2026 update. The original version of this post compared three concurrency shapes by timing fixed batches of 1M / 10M / 100M / 1B operations and concluded "always pre-allocate." After re-running the experiment with Go's
testing.Bframework — and adding a variant that doesn't use a channel — the conclusion I drew was wrong, or at least imprecise. The code and numbers below are the corrected version. Original tables left at the bottom for reference. Source: github.com/gsarmaonline/golang-measurements.
Developers who learn Go are taught that goroutines are a very cheap version of threads. The minimum stack is 2 kB as of Go 1.19, and the standard library leans on this — net/http spawns a goroutine per accepted connection without apology. So is there ever a reason to not spawn one per request?
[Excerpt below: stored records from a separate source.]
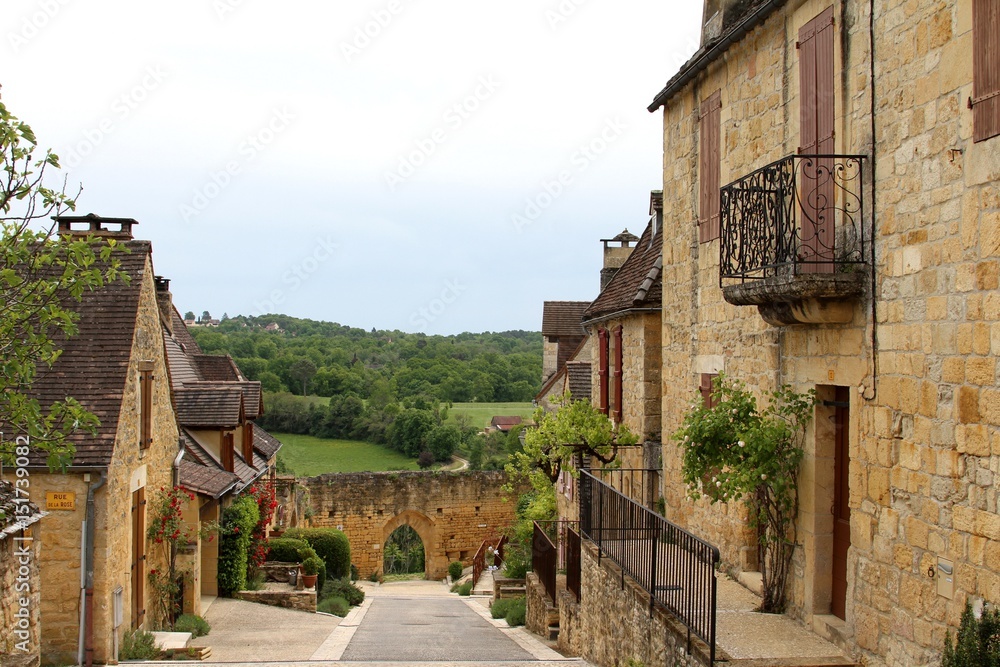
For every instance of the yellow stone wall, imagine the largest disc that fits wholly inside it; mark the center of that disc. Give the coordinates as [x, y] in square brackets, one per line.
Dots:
[129, 469]
[452, 512]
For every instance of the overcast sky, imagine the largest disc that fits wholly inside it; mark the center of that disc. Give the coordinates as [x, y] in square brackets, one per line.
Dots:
[423, 165]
The original version of this post said yes: pre-allocate a pool of goroutines and reuse them, because it's "more than 2× faster." That number is real, but it's the answer to a different question than the one I was asking.
Why the original setup was misleading
The work unit looked like this:
func calculateSum(outputCh chan int, a, b int) {
outputCh <- a + b
}
The function does an integer add and writes the result to a channel. The benchmark was: spawn N of these, time the wall clock. The problem: the channel send is a synchronization operation. Every iteration was paying for goroutine creation and a channel send + receive. When I compared "spawn per request" against "pool of 10 workers," I was comparing two shapes that both used channels — so I never saw how much of the gap was channels and how much was goroutines.
The second problem was using fixed N for timing. testing.B auto-tunes the iteration count until the run is long enough to measure reliably, and reports ns/op directly — no spreadsheet arithmetic, no "how do I divide 435,440ms by 1,000,000,000 again." It also lets you compare against a serial baseline trivially, which turns out to matter a lot here.
The corrected setup
Five shapes, same a + b work unit, all driven by testing.B:
| Shape | What it measures |
|---|---|
Serial |
Baseline. No goroutines. |
SpawnPerRequestChan |
One goroutine per call, result returned via channel. Original post's "approach 1." |
SpawnPerRequestWG |
One goroutine per call, sync via sync.WaitGroup + atomic.AddUint64. Channel bottleneck removed. |
PoolSharedChan_N |
Pre-allocated pool of N workers reading from one channel. Original post's "approach 2." |
PoolPerWorkerChan_N |
Pre-allocated pool, one channel per worker. Original post's "approach 3." |
Full code at github.com/gsarmaonline/golang-measurements. Run with go test -bench=. -benchmem -benchtime=3s.
The numbers
Apple M4, Go 1.24, benchtime=3s, median of three runs.
| Shape | Pool size | ns/op | B/op | allocs/op |
|---|---|---|---|---|
Serial |
— | 0.23 | 0 | 0 |
SpawnPerRequestChan |
— | 280 | 160 | 3 |
SpawnPerRequestWG |
— | 131 | 56 | 2 |
PoolSharedChan |
10 (= GOMAXPROCS) | 96 | 0 | 0 |
PoolSharedChan |
100 | 193 | 0 | 0 |
PoolSharedChan |
1000 | 244 | 0 | 0 |
PoolPerWorkerChan |
100 | 74 | 0 | 0 |
A few things jump out:
- The actual work is 0.23 ns. Everything above that is overhead. We are measuring scheduler and synchronization costs, not arithmetic.
- Removing the channel from the no-pool case nearly halves the cost.
SpawnPerRequestChanis 280 ns;SpawnPerRequestWGis 131 ns. So in the original post, more than half of what I was calling "the cost of spawning a goroutine" was actually the cost of the channel send. - A 1000-worker pool (244 ns) is slower than no pool at all + atomics (131 ns). Pre-allocation isn't a free win.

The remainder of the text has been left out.